Ashish Bhai, peptide is a lot of our peptide portfolio. We go outside to the CMOs. Like we said, that we do not have injectables facility. Therefore, a lot of our investment is on the development side on peptides. There are three or four broad categories of R&D expenditure that we have. Peptides is one of them. Respiratory bio is there. Then there are other complex and long-acting injectables, etc., that we have. It is part of the R&D expenditure that we incur.
One last.
Yeah. Go ahead, please.
In the earlier comments, you referred to some large assets. Maybe we can be there for FY 2026. So this approval, what is it? If you could share the expected timeline for the approval for this product?
No. I think we have two, three products which are peptides which we are expecting this year. Then we have just recently been given the approval of Nano Paclitaxel. There are a few others that we have in our pipeline. We are hoping that these approvals can come in the second half of the year. I mean, they will come as they are approved in the first half and second half. Some of the, you will see the full impact of a lot of these products in our second half of the year numbers.
Understood. Thanks. That's it from me.
Thank you. Ladies and gentlemen, this will be the last question for today, which is from the line of Vishal from Systematix. Please go ahead.
Thanks for the opportunity. Hope I'm audible.
Can you speak a little louder? Sorry. Go ahead.
Yeah. So basically, my question is on the inhaled insulin.
I'm sorry to interrupt you, Vishal. We are unable to hear you. Can you speak a bit louder?
Hello. Is this better?
Yes. Much better. Please go ahead.
On the inhaled insulin that you got approval for in the last quarter, just wanted to get the sense on the opportunity size. How are you going to price it versus the other injectable insulin? Largely because the asset has not done well globally. Anything that you can kind of make it work in India?

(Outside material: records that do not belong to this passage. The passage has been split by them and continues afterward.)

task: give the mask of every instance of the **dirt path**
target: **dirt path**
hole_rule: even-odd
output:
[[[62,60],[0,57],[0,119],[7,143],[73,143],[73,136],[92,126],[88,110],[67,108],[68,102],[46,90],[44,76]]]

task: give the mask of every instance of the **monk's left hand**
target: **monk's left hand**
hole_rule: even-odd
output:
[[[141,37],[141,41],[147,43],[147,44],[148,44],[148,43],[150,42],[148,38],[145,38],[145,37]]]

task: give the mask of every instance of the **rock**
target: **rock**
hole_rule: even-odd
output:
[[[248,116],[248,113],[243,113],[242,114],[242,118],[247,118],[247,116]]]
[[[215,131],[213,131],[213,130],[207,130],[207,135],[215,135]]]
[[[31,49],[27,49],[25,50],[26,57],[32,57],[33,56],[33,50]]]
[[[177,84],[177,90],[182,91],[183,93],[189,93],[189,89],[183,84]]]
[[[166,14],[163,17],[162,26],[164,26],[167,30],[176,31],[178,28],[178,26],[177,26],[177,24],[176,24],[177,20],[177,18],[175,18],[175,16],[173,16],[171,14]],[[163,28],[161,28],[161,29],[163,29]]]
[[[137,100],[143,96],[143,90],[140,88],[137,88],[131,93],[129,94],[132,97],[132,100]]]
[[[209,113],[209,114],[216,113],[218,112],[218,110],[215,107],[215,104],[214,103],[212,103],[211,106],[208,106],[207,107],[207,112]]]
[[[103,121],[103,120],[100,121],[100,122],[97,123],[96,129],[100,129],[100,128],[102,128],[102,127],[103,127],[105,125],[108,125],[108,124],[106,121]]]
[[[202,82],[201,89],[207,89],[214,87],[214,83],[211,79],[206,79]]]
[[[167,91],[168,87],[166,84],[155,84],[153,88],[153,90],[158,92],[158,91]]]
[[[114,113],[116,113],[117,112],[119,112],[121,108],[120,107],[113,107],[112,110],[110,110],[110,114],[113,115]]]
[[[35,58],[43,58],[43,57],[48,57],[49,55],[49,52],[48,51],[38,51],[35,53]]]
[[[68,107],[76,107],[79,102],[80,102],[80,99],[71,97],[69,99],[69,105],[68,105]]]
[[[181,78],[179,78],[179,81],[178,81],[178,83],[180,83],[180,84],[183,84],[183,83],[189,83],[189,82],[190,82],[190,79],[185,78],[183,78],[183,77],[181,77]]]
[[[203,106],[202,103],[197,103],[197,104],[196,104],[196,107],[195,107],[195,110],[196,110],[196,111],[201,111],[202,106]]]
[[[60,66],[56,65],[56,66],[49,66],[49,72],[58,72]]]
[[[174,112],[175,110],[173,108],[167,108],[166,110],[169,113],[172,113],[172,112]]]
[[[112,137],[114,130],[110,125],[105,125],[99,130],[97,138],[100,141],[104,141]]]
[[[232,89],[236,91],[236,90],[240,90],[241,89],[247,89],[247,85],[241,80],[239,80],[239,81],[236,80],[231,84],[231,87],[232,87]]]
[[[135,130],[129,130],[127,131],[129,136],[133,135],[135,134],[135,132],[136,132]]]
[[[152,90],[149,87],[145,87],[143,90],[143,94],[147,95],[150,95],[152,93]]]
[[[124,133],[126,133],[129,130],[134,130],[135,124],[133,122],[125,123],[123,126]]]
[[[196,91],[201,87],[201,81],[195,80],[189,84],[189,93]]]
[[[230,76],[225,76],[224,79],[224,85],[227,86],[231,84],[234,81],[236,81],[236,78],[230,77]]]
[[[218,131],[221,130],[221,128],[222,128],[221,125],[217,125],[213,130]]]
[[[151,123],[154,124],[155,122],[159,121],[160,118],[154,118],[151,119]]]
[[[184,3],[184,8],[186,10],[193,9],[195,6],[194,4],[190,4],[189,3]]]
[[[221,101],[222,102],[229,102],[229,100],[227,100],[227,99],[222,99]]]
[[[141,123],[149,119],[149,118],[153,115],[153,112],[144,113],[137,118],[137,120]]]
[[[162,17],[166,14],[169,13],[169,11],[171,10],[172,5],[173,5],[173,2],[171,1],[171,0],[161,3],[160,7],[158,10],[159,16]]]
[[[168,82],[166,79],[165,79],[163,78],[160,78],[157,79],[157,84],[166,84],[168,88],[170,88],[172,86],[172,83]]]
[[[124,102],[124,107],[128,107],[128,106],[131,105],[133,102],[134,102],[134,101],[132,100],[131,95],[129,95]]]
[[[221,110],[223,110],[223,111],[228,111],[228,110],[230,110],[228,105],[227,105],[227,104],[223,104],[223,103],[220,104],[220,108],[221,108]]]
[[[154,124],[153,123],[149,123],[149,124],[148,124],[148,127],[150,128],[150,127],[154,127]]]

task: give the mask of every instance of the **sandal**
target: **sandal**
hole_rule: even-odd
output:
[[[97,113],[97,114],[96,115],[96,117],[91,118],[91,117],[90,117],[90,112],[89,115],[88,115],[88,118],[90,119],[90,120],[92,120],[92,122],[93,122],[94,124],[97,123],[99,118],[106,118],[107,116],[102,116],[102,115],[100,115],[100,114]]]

I think obviously, on pricing, etc., we have an idea of where the market needs to be. I think we are working towards that. I think the launches somewhere around should hopefully follow in three to four months. We have a market plan for this. The idea of inhaled insulin is never to replace the way insulin is served in the market in India. By its very nature, the asset is a niche asset for people who cannot take injectable drugs or people who are hesitant to take injectable drugs. That is the reason and the niche where it will be positioned. It is not a mass product. I do not think the product needs to do hugely well in any market because it is not intended to do that. It is intended to serve a section of population and an unmet need for that population.
Okay. All right. So kind of any number as to can it be a low single-digit market share product in terms of volumes?
The overall insulin market, yes. Probably that's where it will end up. It's not going to be a huge market share product. The insulin category is huge. Our research says that there is a list of people who have injectable phobia and who might actually benefit from inhaled insulin.
Right. Thank you. Just a follow-up on GLP-1, have we initiated the clinical trials for the India markets?
As I mentioned, we will be on the day of the market creation.
Okay. Thank you.
We are not giving specific detail on the product per se right now.
Got it.
Thank you. Ladies and gentlemen, that was the last question for today. I would now like to hand the conference over to Ms. Diksha Maheshwari for closing comments.
Thank you, everyone, for joining in. If you have any further questions, please write it to investor.relations@directcipla.com.
Thank you.
Thank you. On behalf of Cipla Ltd, that concludes this conference. Thank you for joining us. You may now disconnect your lines.